As 2016 draws to a close, Airbus and Boeing are on course to match their combined annual airliner output from the previous year, but to end significantly below their 2015 orders tally.
Boeing, which is due to announce its full-year performance in early January, is again the production powerhouse, delivering about 750 airliners in 2016. This is roughly 100 more than its rival, but slightly down on the 762 figure it achieved in 2015.
Set to reveal its 2016 numbers by the middle of January, Airbus is heading towards its 650 deliveries target at year-end: a slight rise on 2015’s 635. Its final tally depends on how close it comes to the 50 A350 shipments planned for the year. Flight Fleets Analyzer shows it had handed over 41 by 23 December – including seven in the first two weeks of the month.

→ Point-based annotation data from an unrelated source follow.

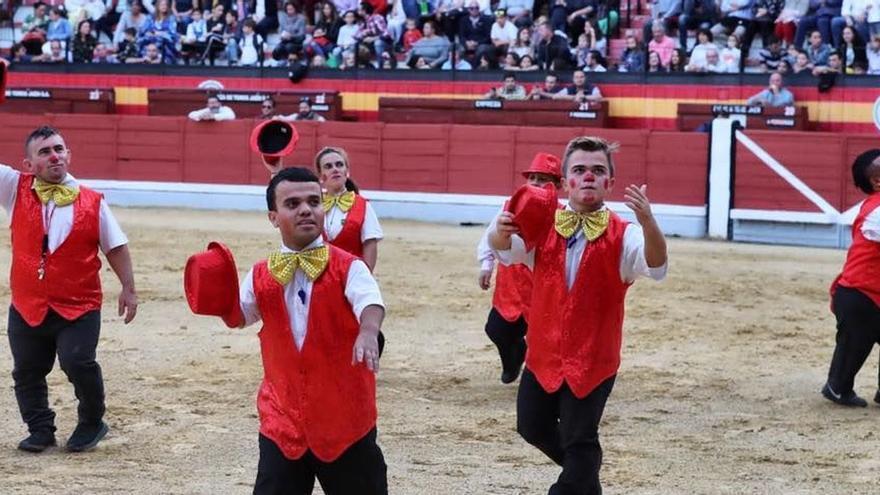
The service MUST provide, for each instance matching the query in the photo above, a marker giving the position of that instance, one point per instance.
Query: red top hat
(274, 138)
(533, 211)
(210, 282)
(545, 163)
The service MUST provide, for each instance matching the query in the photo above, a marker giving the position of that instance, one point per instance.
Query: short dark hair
(292, 174)
(42, 132)
(864, 169)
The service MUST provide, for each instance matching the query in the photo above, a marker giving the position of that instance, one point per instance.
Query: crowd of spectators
(818, 36)
(514, 35)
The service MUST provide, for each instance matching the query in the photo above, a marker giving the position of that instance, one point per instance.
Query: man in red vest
(583, 259)
(57, 227)
(855, 293)
(507, 323)
(321, 311)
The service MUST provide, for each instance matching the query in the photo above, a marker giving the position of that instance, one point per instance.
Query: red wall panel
(820, 160)
(422, 158)
(815, 160)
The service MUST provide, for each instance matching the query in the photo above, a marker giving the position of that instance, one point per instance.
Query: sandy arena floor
(718, 392)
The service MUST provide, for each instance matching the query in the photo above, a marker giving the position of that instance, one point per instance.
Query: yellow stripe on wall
(632, 107)
(131, 95)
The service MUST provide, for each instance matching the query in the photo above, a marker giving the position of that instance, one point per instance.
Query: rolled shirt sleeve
(248, 300)
(517, 254)
(110, 233)
(361, 289)
(871, 226)
(633, 263)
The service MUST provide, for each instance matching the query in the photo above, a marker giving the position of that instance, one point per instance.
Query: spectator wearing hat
(507, 323)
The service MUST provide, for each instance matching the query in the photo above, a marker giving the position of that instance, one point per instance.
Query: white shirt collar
(318, 242)
(69, 180)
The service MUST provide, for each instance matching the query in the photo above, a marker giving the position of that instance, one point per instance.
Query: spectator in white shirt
(503, 32)
(214, 111)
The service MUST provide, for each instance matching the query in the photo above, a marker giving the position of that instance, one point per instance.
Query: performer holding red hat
(855, 294)
(58, 226)
(321, 310)
(584, 259)
(508, 319)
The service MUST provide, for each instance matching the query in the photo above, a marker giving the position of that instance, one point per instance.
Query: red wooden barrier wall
(393, 157)
(820, 160)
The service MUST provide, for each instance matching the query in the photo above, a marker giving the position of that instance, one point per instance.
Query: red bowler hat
(210, 282)
(545, 163)
(533, 211)
(274, 138)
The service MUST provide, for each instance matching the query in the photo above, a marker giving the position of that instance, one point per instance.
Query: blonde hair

While it has been struggling on A320neo shipments, largely due to engine issues, Fleets Analyzer shows Airbus had delivered 514 single-aisles (all variants) by the start of the festive period – well beyond the 491 handed over in 2015.
Boeing, which passed Airbus in single-aisle shipments in 2015, has slipped back into second place. By the third week of December it had delivered over 480 737s, indicating a close repeat of 2015’s 495 units.
Second-guessing the final orders’ tally for Airbus and Boeing is always a challenge, given the likelihood of some “surprise” last-minute deals that usually make the final cut. But given that in 2015 the two protagonists secured a combined 1,848 net orders (1,080 for Airbus and 768 for Boeing), it will be a hard task for that to be repeated in 2016.
FlightGlobal estimates that by the start of the festive break, Airbus’s net orders had reached 510 (including the Iran Air deal) and Boeing’s around 482 (excluding Iran Air, which had not been firmly contracted at that point). That puts the two at just below the 1,000-order mark – some 850 shy of 2015 – ahead of the final counts in January.